Aéronefs étrangers

Le Jeudi 11 octobre 2018
Le survol du territoire français par un aéronef étranger peut nécessiter une autorisation émise par la DGAC.

Aéronefs faisant l’objet d’un laissez-passer AESA (Form 20a) ou d’un CDN de niveau OACI

Les aéronefs qui font l’objet d’un laissez-passer AESA (Form 20a) sont autorisés à voler dans l’ensemble des Etats membres de l’AESA sans autorisation préalable sauf si ce laissez-passer limite explicitement l’usage de l’aéronef à une zone particulière.
Les aéronefs qui font l’objet d’un certificat de navigabilité de niveau OACI sont autorisés à voler dans l’ensemble des États membres de l’OACI sans validation préalable de leur titre de navigabilité.

Autres aéronefs

En dehors des cas particuliers identifiés dans les rubriques suivantes, les aéronefs ne faisant l’objet ni d’un laissez-passer AESA ni d’un CDN de niveau OACI ne peuvent survoler le territoire français que si leur titre de navigabilité a été validé par la DGAC.

Validation d’un titre de navigabilité étranger

Le formulaire de demande est le DGAC LP6 qui doit être adressé au pôle Navigabilité de la DGAC (DSAC/NO/NAV) à l’adresse suivante : dsac-nav-bf@aviation-civile.gouv.fr

NB : le mail accompagné des pièces jointes ne doit pas dépasser 4Mo.

Le demandeur doit préciser le but des vols en France et la période prévue pour ces vols. Il doit fournir une copie de son titre de navigabilité étranger (et des documents associés), qui doit être valide pendant la période concernée.

La DSAC est susceptible de demander toute justification complémentaire pour justifier la sécurité des vols prévus.

Pour la validation de titres de navigabilité restreints (aéronefs de construction amateur, de collection etc.), sauf exception :

  • le laissez-passer émis par la DSAC comportera les limitations d’utilisation correspondant au régime français correspondant ;
  • une validation de longue durée supposera en outre que soient démontrées des conditions techniques équivalentes à celles applicables en France pour l’obtention du titre équivalent.

La délivrance du laissez-passer de validation est soumise à redevance :

  • 100 € pour les aéronefs de MMD > 5,7t.
  • 50 € pour les aéronefs de MMD ≤ 5,7t.

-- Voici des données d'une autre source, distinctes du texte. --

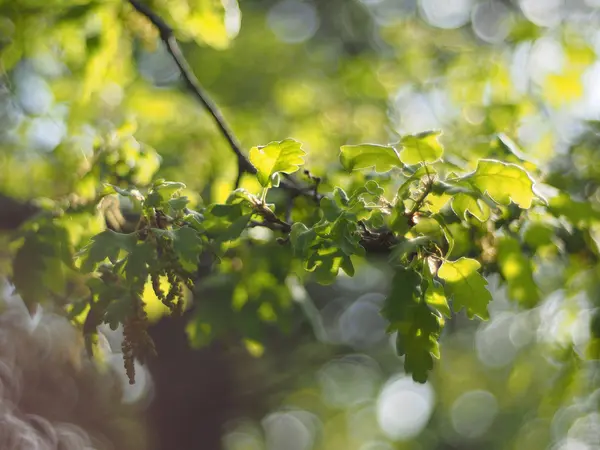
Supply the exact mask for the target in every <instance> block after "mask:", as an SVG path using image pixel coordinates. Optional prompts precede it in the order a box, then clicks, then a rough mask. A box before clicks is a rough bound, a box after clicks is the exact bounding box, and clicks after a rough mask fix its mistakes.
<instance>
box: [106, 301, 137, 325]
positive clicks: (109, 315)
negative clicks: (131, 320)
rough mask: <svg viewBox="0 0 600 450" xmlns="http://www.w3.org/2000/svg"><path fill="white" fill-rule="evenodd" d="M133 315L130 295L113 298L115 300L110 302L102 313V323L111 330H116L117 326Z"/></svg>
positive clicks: (132, 310)
mask: <svg viewBox="0 0 600 450" xmlns="http://www.w3.org/2000/svg"><path fill="white" fill-rule="evenodd" d="M132 313H133V299H132V298H131V296H130V295H124V296H123V295H121V296H115V300H113V301H112V302H110V303H109V304H108V306H107V307H106V311H105V313H104V322H106V323H107V324H108V325H109V326H110V328H111V329H112V330H116V329H117V328H118V327H119V324H121V323H123V322H125V320H126V319H127V317H130V316H131V314H132Z"/></svg>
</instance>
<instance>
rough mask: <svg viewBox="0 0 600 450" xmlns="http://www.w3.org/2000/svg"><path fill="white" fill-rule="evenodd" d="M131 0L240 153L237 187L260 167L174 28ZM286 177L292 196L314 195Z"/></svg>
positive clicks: (289, 176) (135, 9)
mask: <svg viewBox="0 0 600 450" xmlns="http://www.w3.org/2000/svg"><path fill="white" fill-rule="evenodd" d="M128 1H129V3H130V4H131V6H133V8H134V9H135V10H136V11H137V12H139V13H140V14H142V15H143V16H145V17H146V18H147V19H148V20H149V21H150V23H152V25H154V27H155V28H156V29H157V30H158V32H159V35H160V39H161V41H162V42H163V43H164V45H165V47H166V48H167V51H168V52H169V54H170V55H171V57H172V58H173V60H174V61H175V64H177V67H178V68H179V71H180V72H181V76H182V77H183V80H184V81H185V84H186V86H187V87H188V89H189V90H190V91H191V92H192V93H193V94H194V96H195V97H196V98H197V99H198V101H199V102H200V103H201V104H202V106H203V107H204V108H205V109H206V110H207V111H208V112H209V114H210V115H211V117H212V118H213V120H214V121H215V123H216V124H217V127H218V128H219V131H220V132H221V134H222V135H223V136H224V137H225V139H226V140H227V142H228V143H229V146H230V147H231V149H232V150H233V152H234V153H235V155H236V156H237V158H238V174H237V177H236V179H235V188H236V189H237V188H238V187H239V184H240V182H241V179H242V175H243V174H244V173H249V174H255V173H256V167H254V166H253V165H252V163H251V162H250V160H249V159H248V158H247V157H246V156H245V155H244V153H243V152H242V147H241V145H240V143H239V141H238V140H237V138H236V137H235V135H234V134H233V131H231V129H230V128H229V125H227V122H226V120H225V118H224V117H223V114H222V113H221V111H220V110H219V108H218V107H217V105H216V104H215V103H214V102H213V101H212V100H211V99H210V97H209V96H208V94H207V93H206V91H205V90H204V88H203V87H202V85H201V84H200V82H199V81H198V78H196V75H194V72H193V71H192V69H191V67H190V65H189V64H188V62H187V60H186V59H185V57H184V56H183V53H182V52H181V49H180V48H179V44H178V43H177V39H175V35H174V33H173V29H172V28H171V27H170V26H169V25H168V24H167V23H166V22H165V21H164V20H163V19H162V18H161V17H160V16H158V15H157V14H156V13H155V12H154V11H152V10H151V9H150V8H149V7H148V6H146V5H145V4H144V3H142V2H140V1H139V0H128ZM284 177H285V178H286V180H287V181H282V182H281V183H280V187H281V188H283V189H285V190H286V191H288V192H290V193H291V194H292V195H295V196H297V195H310V189H309V188H305V187H301V186H298V185H296V183H294V182H293V181H292V179H291V177H290V176H289V175H286V174H284ZM313 198H314V200H315V201H316V202H317V203H318V202H319V201H320V199H321V196H320V195H319V194H317V192H316V187H315V192H314V197H313Z"/></svg>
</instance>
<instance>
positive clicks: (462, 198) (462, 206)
mask: <svg viewBox="0 0 600 450" xmlns="http://www.w3.org/2000/svg"><path fill="white" fill-rule="evenodd" d="M452 211H454V213H455V214H456V215H457V216H458V217H460V218H461V219H464V220H467V212H468V213H471V215H472V216H473V217H475V218H476V219H477V220H479V221H480V222H485V221H486V220H488V219H489V218H490V207H489V206H488V205H486V203H485V202H484V201H483V200H482V199H480V198H477V197H476V196H474V195H471V194H465V193H464V192H460V193H458V194H456V195H455V196H454V197H453V198H452Z"/></svg>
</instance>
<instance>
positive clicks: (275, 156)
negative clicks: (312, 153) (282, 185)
mask: <svg viewBox="0 0 600 450" xmlns="http://www.w3.org/2000/svg"><path fill="white" fill-rule="evenodd" d="M304 155H306V152H305V151H304V150H302V144H301V143H300V142H298V141H296V140H294V139H285V140H283V141H278V142H275V141H274V142H270V143H269V144H267V145H264V146H257V147H252V148H251V149H250V162H251V163H252V164H253V165H254V167H256V170H257V171H258V173H257V177H258V181H259V182H260V184H261V185H262V186H263V187H270V186H271V185H272V180H273V177H274V176H275V175H276V174H278V173H294V172H296V171H297V170H298V168H299V167H300V166H301V165H302V164H304ZM274 185H277V183H274Z"/></svg>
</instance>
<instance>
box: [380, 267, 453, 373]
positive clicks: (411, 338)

Voir aussi la fiche Paiement des redevances DSAC.

Le laissez-passer délivré ne concerne que la navigabilité de l’aéronef et ne préjuge pas des autres autorisations à obtenir pour opérer en France (autorisations opérationnelles, droits de trafic, autorisations du contrôle aérien etc.).

Cas particulier des ULM européens

Un ULM originaire d’un autre Etat européen (États de l’Union Européenne, Islande, Liechtenstein, Norvège et Suisse peut circuler au-dessus du territoire français pour effectuer des vols non commerciaux, sans accord préalable de la DGAC portant sur la navigabilité de l'aéronef, sous réserve de :

  • détenir une autorisation de vol dans son État d’origine et en respecter les limites
  • répondre à la définition française de l’ULM (voir article 2 de l’arrêté du 23 septembre 1998 modifié relatif aux ULM).

Des conditions s'appliquent également au pilote

Voir le détail des conditions dans l'arrêté du 7 juin 2015.

Cas particulier des aéronefs de construction amateur

Les aéronefs de construction amateur, immatriculés dans un État partie à l'accord sur l'Espace économique européen ou en Suisse, sont autorisés à voler sur le territoire français sans validation préalable de leur titre de navigabilité pendant une durée de 28 jours consécutifs à compter de l'entrée de l'aéronef dans l'espace aérien français (cf arrêté du 8 janvier 2018 relatif au survol du territoire français par certains aéronefs étrangers de construction amateur).

Pour les aéronefs de construction amateur originaires d’autres pays, une validation de leur titre de navigabilité doit être obtenue.

Cas particulier des aéronefs anciens

Les aéronefs anciens, immatriculés dans un État partie à l'accord sur l'Espace économique européen ou en Suisse, sont autorisés à voler sur le territoire français sans validation préalable de leur titre de navigabilité pendant une durée de 28 jours consécutifs à compter de l'entrée de l'aéronef dans l'espace aérien français (cf arrêté du 8 janvier 2018 relatif au survol du territoire français par certains aéronefs anciens étrangers).

Pour les aéronefs anciens originaires d’autres pays, une validation de leur titre de navigabilité doit être obtenue.